Several prominent Republican lawmakers put out statements in the last two days urging Trump to back a sale of TikTok to Microsoft.
‘A win-win in the making,’ Republican Senator Lindsey Graham tweeted in response to Trump’s new stance on Sunday.
The negotiations between ByteDance and Microsoft will be overseen by CFIUS, a US government panel that has the right to block any agreement, according to the sources.
Microsoft cautioned in its statement that there is no certainty a deal will be reached.
‘Microsoft fully appreciates the importance of addressing the President’s concerns. It is committed to acquiring TikTok subject to a complete security review and providing proper economic benefits to the United States, including the United States Treasury,’ Microsoft’s statement said.
ByteDance and the White House did not immediately respond to requests for comment on the Microsoft talks.
In a statement issued late on Sunday that did not mention TikTok, ByteDance said it faced ‘complex and unimaginable difficulties’ in going global.
As relations between the United States and China deteriorate over trade, Hong Kong’s autonomy, cyber security and the spread of the novel coronavirus, TikTok has emerged as a flashpoint in the dispute between the world’s two largest economies.
State-backed newspaper China Daily on Monday called ByteDance the victim of a ‘witch hunt’ from the United States, and said Washington had not provided evidence to support its allegation that TikTok posed a threat to US national security.
Under the proposed deal, Microsoft said it would take over TikTok’s operations in the United States, Canada, Australia and New Zealand.
It said it would ensure that all private data of TikTok’s American users is transferred to and remains in the United States.
Microsoft may invite other American investors to acquire minority stakes in TikTok, the company added. About 70 percent of the outside capital ByteDance has raised has come from the United States.
It is not clear how much Microsoft could pay for TikTok.
Reuters reported last week that ByteDance’s valuation expectations for the app exceeded $50 billion, although US pressure to divest it could lower that price tag.
A key issue in the negotiations will be separating TikTok’s technology from ByteDance’s infrastructure and access, to alleviate US concerns about the integrity of personal data. ByteDance owns a Chinese short video app called Douyin that was based on the same code used for TikTok.

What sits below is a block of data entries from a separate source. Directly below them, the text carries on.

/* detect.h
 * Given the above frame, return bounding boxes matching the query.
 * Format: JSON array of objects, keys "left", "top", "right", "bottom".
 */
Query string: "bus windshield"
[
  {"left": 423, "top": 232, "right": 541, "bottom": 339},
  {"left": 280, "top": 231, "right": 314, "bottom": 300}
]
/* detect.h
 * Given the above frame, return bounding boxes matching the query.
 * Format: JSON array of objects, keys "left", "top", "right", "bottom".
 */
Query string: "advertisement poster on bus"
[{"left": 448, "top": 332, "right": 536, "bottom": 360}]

One idea under consideration is to give Microsoft and ByteDance a transition period to develop technology for TikTok that will be completely separate from ByteDance, one of the sources said.
Microsoft said it did not intend to provide further updates until there was a definitive outcome in the negotiations.
The United States has been increasingly scrutinizing app developers over the personal data they handle, especially if some of it involves U.S. military or intelligence personnel. Ordering the divestment of TikTok would not be the first time the White House has taken action over such concerns.
Earlier this year, Chinese gaming company Beijing Kunlun Tech Co Ltd sold Grindr LLC, a popular gay dating app it bought in 2016, for $620 million after being ordered by CFIUS to divest.
In 2018, CFIUS forced China’s Ant Financial to scrap plans to buy MoneyGram International Inc over concerns about the safety of data that could identify U.S. citizens.
ByteDance was valued at as much as $140 billion earlier this year when one of its shareholders, Cheetah Mobile, sold a small stake in a private deal, Reuters has reported. The start-up’s investors include Japan’s SoftBank Group Corp.